Sebelumnya, KLHK mengklaim terdapat penurunan luas deforestasi netto hingga 75,03 persen, yakni mencapai 115,45 ribu hektare tahun 2019-2020 jika dibandingkan dengan periode 2018-2019, yakni 462,46 ribu hektare.

Sementara angka deforestasi bruto tahun 2019-2020 mencapai 119,1 ribu hektare. Turun dari tahun 2018-2019 yang mencapai 465,5 ribu hektare.
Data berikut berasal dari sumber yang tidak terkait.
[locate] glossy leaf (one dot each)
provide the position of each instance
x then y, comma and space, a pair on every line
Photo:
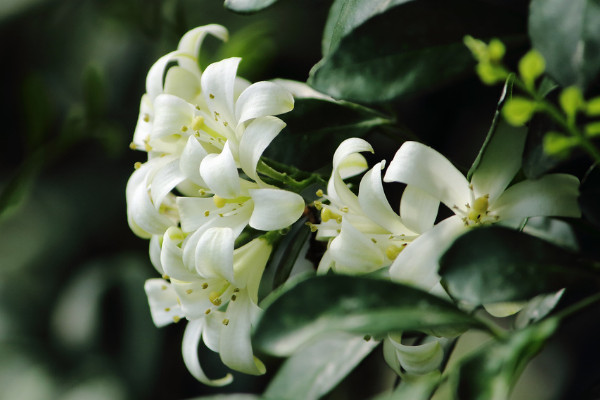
326, 304
589, 199
567, 33
427, 49
319, 367
491, 372
316, 127
247, 6
488, 265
Menteri LHK Siti Nurbaya mengklaim laju deforestasi ini menjadi yang terendah sepanjang sejarah.

Atas pernyataan Greenpeace Indonesia soal deforestasi dan lahan konsesi dalam PIPPIB itu, CNNIndonesia.com belum mendapatkan klarifikasi dari KLHK.
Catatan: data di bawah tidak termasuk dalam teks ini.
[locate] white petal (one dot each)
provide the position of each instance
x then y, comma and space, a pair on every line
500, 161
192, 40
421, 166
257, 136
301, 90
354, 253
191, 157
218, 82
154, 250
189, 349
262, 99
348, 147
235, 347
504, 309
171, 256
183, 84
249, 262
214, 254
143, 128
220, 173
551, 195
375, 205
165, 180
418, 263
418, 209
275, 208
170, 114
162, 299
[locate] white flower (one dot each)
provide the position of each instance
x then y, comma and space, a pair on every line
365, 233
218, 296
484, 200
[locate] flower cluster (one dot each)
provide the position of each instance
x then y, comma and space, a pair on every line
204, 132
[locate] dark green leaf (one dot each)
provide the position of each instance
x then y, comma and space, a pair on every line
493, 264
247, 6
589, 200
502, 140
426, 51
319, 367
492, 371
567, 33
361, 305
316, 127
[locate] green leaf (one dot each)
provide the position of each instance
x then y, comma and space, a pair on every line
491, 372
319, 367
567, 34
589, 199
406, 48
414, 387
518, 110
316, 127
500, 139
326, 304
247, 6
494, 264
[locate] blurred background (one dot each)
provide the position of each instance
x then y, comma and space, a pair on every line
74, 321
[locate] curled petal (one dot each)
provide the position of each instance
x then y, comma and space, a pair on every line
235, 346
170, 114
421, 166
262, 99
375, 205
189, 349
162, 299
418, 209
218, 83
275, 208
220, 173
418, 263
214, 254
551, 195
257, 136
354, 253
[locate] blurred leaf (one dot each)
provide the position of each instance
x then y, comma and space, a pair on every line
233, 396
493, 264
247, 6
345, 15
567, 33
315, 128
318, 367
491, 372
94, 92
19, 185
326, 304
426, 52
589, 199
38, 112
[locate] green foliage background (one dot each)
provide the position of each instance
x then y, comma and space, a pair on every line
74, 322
Sebelumnya, Plt Dirjen Planologi Kehutanan dan Tata Lingkungan KLHK Ruanda A Sugardiman memaparkan perubahan pembatasan izin dalam PIPIB.

"Perubahan data terjadi karena adanya masukan data konfirmasi perizinan yang terbit sebelum Inpres Nomor 10 Tahun 2011, pemutakhiran data perizinan, pemutakhiran data bidang tanah, perubahan tata ruang, hasil survei lahan gambut, dan hasil survei hutan alam primer," kata Ruandha dalam keterangan tertulis, dikutip Rabu (24/3).

Ruandha mengatakan perubahan data disusun berdasarkan PIPPIB tahun 2020 periode II dengan mengakomodasi pemutakhiran data dalam enam bulan terakhir.

Dengan adanya keputusan ini, kata dia, maka gubernur dan bupati/walikota tidak boleh memberikan izin usaha pada lahan yang berada di dalam PIPPIB.

Kecuali terhadap konsesi yang sudah mendapat izin penggunaan kawasan hutan sebelum Instruksi Presiden Nomor 10 Tahun 2011 yang mengatur soal pembatasan izin di hutan alam dan lahan gambut terbit.

Pengecualian juga berlaku bagi pelaksanaan pembangunan nasional yang bersifat vital, perpanjangan izin usaha yang masih berlaku dan memenuhi syarat, serta kegiatan restorasi ekosistem.

Kemudian pengecualian terhadap pelaksanaan kegiatan pertahanan dan keamanan negara, evakuasi untuk bencana alam, penyiapan pusat pemerintahan, proyek strategis nasional dan prasarana penunjang keselamatan umum.